Running an AI algorithm on GPUs

Introduction

This tutorial aims to run an AI algorithm in python on computational clusters. It is composed of two parts:

launching the training of an AI model on the Bigfoot cluster using a submission script.
launch a Jupyter Notebook to load the previously trained model and run it with an interactive job

Prerequisites

Be connected to the Bigfoot cluster front-end with your login/password.
Have a local ssh configuration with transparent proxy.

If this is not yet the case, click here.

Linux bigfoot 5.10.0-14-amd64 #1 SMP Debian 5.10.113-1 (2022-04-29) x86_64
                       Welcome to Bigfoot cluster! 

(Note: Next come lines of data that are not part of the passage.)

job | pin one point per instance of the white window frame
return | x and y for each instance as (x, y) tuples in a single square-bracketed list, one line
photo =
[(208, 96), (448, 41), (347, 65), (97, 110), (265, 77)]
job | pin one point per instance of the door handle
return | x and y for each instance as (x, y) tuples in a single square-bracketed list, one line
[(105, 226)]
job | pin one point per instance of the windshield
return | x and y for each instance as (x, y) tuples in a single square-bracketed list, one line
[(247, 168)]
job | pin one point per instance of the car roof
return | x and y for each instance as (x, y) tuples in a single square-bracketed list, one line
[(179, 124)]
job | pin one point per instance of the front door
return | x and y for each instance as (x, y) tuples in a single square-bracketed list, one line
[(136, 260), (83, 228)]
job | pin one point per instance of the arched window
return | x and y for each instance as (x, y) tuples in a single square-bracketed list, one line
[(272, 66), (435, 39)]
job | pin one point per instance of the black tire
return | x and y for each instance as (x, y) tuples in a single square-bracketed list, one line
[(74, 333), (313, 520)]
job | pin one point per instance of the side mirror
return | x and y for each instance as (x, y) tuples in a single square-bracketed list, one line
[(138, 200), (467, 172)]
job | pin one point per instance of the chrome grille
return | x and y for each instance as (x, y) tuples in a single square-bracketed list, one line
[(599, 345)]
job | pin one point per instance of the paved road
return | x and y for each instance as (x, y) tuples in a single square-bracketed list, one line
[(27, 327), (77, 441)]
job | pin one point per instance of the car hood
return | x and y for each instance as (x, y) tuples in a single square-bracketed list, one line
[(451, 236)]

                             :            :
                            .'            :
                        _.-"              :
                    _.-"                  '.
    ..__...____...-"                       :
   : \_\                                    :
   :    .--"                                 :
   `.__/  .-" _                               :
      /  /  ," ,-                            .'
     (_)(`,(_,'L_,_____       ____....__   _.'
      "' "             """""""          """   

GPU, GPU, GPU, ... ;-)

            Type 'chandler' to get cluster status  
          Type 'recap.py' to get cluster properties

Sample OAR submissions: 
  # Get a A100 GPU and all associated cpu and memory resources:
  oarsub -l /nodes=1/gpu=1 --project test -p "gpumodel='A100'" "nvidia-smi -L"
  # Get a MIG partition of an A100 on a devel node, to make some tests
  oarsub -l /nodes=1/gpu=1/migdevice=1 --project test -t devel "nvidia-smi -L"

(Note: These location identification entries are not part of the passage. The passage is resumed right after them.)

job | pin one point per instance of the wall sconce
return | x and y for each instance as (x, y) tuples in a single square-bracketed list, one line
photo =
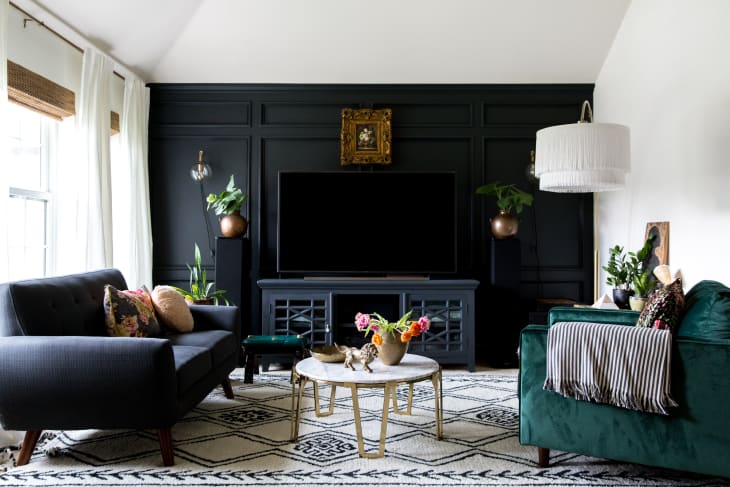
[(200, 170), (584, 157)]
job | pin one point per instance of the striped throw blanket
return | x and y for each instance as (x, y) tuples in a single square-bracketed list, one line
[(626, 366)]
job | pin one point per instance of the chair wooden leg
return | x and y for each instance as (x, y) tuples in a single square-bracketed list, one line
[(165, 437), (29, 442), (227, 389)]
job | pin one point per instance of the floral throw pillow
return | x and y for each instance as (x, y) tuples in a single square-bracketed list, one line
[(129, 313), (664, 308)]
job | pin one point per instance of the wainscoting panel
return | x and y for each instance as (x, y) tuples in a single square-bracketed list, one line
[(481, 132)]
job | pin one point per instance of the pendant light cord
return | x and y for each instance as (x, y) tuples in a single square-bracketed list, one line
[(207, 221)]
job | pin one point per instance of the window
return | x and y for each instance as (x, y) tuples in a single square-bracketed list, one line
[(30, 205)]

Last login: Fri Jul 22 15:38:45 2022 from 129.88.178.43
login@bigfoot:~$

Launching a training

In this part, the goal is to launch the training of an artificial intelligence model on the Bigfoot computing cluster via a submission script.

Python environment

First of all, you have to choose your working environment, which must include Python and the necessary modules. For the management of Python modules we will use conda.

The following script is used to source conda:

login@bigfoot:~$ source /applis/environments/conda.sh

Then you just have to choose one of the conda environments available on Bigfoot.

The following command displays the different environments available:

login@bigfoot:~$ conda env list
# conda environments:
#
base                  *  /applis/common/miniconda3
GPU                      /applis/common/miniconda3/envs/GPU
f-ced-gpu                /applis/common/miniconda3/envs/f-ced-gpu
fidle                    /applis/common/miniconda3/envs/fidle
fidle-orig               /applis/common/miniconda3/envs/fidle-orig
gpu_preprod              /applis/common/miniconda3/envs/gpu_preprod
julia                    /applis/common/miniconda3/envs/julia
tensorflow1.x_py3_cuda10.1     /applis/common/miniconda3/envs/tensorflow1.x_py3_cuda10.1
tensorflow2.x_py3_cuda10     /applis/common/miniconda3/envs/tensorflow2.x_py3_cuda10
torch1.x_py3_cuda10      /applis/common/miniconda3/envs/torch1.x_py3_cuda10
torch1.x_py3_cuda92      /applis/common/miniconda3/envs/torch1.x_py3_cuda92

In our example we will choose the GPU environment which contains all the modules necessary to use TensorFlow/Keras and PyTorch.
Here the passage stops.